By Sue Loubser, Director of Technology at Greenfield Hebrew Academy
Our year is over and we reached our goal of A Million Minutes of Activity! We never doubted we would, although we did learn a few lessons as the year progressed.
When we launched the program last September, the school was abuzz. Our head of school recalls that “kids went home and were jumping around during dinner and running around in place as friends talked to them. Children who ordinarily couldn’t easily wake up in the morning or had to be dragged out of bed suddenly popped out with great enthusiasm and energy to maximize their minutes.” Parents were amazed by the changes in their kids’ behaviors.
Although this was launched as a Middle School project – there was so much interest from younger students that our PTSA started selling Zamzee meters. They sold 50 in short order and it felt like everyone was being active!
We held a lot of competitions during the year to keep students motivated. Originally our goal was to mandate the wearing of Zamzees as part of our PE program, but mid-year we took that requirement away. That meant we had to help the kids stay motivated to keep using Zamzee.
Students could win gift cards, T-shirts, chocolates (from Israel), drinks, baseball caps and even an iPod in random drawings or as rewards for exercising over a certain number of minutes. We were also given 20 pairs of Braves tickets to give to students who met a goal for exercising. We had random reward days where if you uploaded during the day, you received a treat (which could be a Zamzee flashlight or a skin) or even a surprise recess. This helped to keep students engaged in the project, especially our 8th graders, who became less interested in Zamzee as the year progressed.
About halfway through the year, our teachers discovered ‘Zamz’ and ‘rewards’ and that brought a new infusion of life into the project as they worked to earn their Amazon gift cards. Their enthusiasm spread to the students, which resulted in a renewed level of activity – and lots and lots of challenges.
By December we knew we had to earn 100,000 minutes a month – and we worked diligently to achieve it. We used the data we downloaded from Zamzee in our math classes – and our students created histograms, bar graphs and predictions based on the real-world data.
It was only much later in the year that our PTSA helped us buy “shoe pockets” which helped students protect their meters and keep them safe – and our core of year-long ‘Zamzee-rs’ appreciated how much easier it was to remember their meters when they had the shoe pocket as a permanent reminder on their shoe.
Based on the success of the program, we will be continuing it next year, but in a slightly different way. We will run the program formally with rising 5th graders – students who already have meters are welcome to use them, but they will not be included in our activity goal. We will ask the students to set their own group goal for the year, and the project will be a formal part of the PE program. We will also provide the students with shoe pockets to help them keep their Zamzees in a safe place and to help to protect them.

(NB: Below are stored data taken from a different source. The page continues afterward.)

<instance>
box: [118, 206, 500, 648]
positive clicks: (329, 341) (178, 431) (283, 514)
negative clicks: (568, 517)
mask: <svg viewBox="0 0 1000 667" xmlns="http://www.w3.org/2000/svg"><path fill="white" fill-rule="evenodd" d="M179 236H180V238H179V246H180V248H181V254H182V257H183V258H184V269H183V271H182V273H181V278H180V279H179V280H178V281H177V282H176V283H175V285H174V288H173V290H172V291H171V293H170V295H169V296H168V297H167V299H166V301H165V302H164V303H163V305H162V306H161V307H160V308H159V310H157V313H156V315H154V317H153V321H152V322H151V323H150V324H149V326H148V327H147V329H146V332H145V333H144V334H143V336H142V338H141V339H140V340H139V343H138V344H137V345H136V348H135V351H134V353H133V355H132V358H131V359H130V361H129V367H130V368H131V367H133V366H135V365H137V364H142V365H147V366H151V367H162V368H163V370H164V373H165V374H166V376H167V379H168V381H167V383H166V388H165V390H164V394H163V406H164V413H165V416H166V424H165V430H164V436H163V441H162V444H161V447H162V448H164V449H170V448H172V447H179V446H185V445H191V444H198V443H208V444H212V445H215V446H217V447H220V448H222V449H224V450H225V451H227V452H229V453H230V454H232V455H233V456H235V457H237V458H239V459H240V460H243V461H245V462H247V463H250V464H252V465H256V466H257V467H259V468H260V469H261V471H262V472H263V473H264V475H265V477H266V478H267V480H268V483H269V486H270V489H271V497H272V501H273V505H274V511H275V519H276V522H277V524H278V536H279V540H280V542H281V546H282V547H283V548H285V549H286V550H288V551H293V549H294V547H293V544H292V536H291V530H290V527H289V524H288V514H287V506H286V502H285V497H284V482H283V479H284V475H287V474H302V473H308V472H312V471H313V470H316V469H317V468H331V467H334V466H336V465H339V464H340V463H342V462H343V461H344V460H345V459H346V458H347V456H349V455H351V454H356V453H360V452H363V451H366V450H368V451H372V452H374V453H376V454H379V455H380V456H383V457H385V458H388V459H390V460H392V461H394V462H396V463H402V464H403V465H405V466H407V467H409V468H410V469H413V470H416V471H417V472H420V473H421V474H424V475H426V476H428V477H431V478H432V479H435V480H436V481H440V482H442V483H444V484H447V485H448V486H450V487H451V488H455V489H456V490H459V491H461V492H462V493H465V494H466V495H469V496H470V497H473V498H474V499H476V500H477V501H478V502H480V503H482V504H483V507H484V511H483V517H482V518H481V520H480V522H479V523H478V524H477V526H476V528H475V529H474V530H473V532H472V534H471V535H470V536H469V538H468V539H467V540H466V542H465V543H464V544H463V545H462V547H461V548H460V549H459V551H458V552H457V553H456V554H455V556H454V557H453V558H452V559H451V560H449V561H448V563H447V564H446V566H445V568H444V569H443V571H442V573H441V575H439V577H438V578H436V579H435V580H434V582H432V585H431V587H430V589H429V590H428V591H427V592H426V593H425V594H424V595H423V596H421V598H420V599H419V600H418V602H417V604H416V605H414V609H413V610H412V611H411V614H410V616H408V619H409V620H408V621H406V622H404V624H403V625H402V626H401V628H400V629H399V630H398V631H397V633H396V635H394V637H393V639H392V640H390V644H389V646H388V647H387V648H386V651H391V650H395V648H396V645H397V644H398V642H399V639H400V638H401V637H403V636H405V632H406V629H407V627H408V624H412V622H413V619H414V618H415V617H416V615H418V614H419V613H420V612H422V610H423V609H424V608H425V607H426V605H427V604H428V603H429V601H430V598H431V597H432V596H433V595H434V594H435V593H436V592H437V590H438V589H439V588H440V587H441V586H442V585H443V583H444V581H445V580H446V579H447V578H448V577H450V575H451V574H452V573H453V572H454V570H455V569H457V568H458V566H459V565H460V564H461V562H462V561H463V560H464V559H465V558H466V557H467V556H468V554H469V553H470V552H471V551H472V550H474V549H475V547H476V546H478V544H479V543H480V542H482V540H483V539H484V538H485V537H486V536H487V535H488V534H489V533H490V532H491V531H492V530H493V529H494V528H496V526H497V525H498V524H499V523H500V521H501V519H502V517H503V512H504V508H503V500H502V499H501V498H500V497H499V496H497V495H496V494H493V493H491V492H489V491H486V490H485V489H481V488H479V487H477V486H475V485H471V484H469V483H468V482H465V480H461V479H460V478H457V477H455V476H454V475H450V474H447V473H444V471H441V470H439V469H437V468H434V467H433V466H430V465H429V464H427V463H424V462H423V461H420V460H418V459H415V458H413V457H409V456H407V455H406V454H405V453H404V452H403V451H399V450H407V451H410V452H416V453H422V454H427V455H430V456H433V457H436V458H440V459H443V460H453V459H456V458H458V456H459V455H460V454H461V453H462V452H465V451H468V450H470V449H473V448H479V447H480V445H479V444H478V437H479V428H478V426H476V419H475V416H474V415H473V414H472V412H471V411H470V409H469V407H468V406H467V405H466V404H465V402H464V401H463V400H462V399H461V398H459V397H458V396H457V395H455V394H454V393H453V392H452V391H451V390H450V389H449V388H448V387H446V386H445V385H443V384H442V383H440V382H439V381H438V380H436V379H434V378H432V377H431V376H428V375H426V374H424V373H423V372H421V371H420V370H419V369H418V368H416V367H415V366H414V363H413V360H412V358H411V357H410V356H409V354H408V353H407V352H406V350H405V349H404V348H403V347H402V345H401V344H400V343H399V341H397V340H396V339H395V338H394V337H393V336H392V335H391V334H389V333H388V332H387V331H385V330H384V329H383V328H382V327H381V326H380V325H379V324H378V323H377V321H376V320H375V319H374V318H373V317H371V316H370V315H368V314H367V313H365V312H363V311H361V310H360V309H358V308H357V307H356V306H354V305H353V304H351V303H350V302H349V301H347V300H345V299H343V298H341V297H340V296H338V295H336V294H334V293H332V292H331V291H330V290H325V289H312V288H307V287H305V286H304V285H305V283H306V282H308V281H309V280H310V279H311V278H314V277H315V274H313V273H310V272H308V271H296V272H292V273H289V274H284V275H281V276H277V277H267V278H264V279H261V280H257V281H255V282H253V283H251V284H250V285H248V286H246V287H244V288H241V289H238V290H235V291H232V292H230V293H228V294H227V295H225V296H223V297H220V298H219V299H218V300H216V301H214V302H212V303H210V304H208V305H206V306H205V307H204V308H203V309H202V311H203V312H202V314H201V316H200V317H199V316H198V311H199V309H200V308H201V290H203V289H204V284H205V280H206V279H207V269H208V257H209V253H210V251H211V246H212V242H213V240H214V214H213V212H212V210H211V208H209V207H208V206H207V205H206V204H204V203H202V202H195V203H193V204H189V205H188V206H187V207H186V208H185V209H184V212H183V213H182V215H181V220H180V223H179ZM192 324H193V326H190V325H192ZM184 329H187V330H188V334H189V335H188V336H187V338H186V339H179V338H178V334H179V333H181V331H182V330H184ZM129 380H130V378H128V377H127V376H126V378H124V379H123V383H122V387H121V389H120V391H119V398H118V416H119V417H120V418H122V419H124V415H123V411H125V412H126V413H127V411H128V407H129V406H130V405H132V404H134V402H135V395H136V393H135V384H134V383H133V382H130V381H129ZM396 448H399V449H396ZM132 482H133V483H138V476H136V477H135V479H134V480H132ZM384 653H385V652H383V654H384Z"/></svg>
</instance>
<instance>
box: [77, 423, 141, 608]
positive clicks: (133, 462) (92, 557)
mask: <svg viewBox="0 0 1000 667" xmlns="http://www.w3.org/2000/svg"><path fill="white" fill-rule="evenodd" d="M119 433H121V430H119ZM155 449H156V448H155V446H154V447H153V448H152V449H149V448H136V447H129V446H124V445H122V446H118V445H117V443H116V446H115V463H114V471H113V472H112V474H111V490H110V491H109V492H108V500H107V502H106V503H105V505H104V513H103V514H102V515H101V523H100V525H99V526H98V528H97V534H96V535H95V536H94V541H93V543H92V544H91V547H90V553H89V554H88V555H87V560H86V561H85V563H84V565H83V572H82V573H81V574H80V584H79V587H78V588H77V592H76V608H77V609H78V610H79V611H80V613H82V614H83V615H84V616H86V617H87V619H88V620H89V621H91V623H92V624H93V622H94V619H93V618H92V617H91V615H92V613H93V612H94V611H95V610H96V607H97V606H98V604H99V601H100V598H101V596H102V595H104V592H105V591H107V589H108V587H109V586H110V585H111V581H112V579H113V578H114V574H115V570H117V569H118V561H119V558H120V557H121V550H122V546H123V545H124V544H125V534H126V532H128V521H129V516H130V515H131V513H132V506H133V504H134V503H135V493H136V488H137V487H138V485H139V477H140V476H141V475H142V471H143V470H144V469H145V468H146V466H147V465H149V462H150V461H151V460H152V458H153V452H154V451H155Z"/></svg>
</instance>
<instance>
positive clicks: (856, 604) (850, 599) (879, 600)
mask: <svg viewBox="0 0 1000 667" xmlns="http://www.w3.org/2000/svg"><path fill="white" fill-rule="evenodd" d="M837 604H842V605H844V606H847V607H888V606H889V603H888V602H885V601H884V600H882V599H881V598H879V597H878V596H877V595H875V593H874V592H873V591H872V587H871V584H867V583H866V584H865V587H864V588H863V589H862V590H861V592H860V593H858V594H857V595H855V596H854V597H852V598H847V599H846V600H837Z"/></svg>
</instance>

We judged the program as a definite ‘win.’ Even students who did not increase their amount of exercise were more aware of how much (and how little) they moved – and the awareness itself was important. It was a segue into conversations about health and nutrition, and it kept the focus on the importance of a healthy lifestyle every single day.
The Zamzee program was definitely a highlight and signature event of our school year!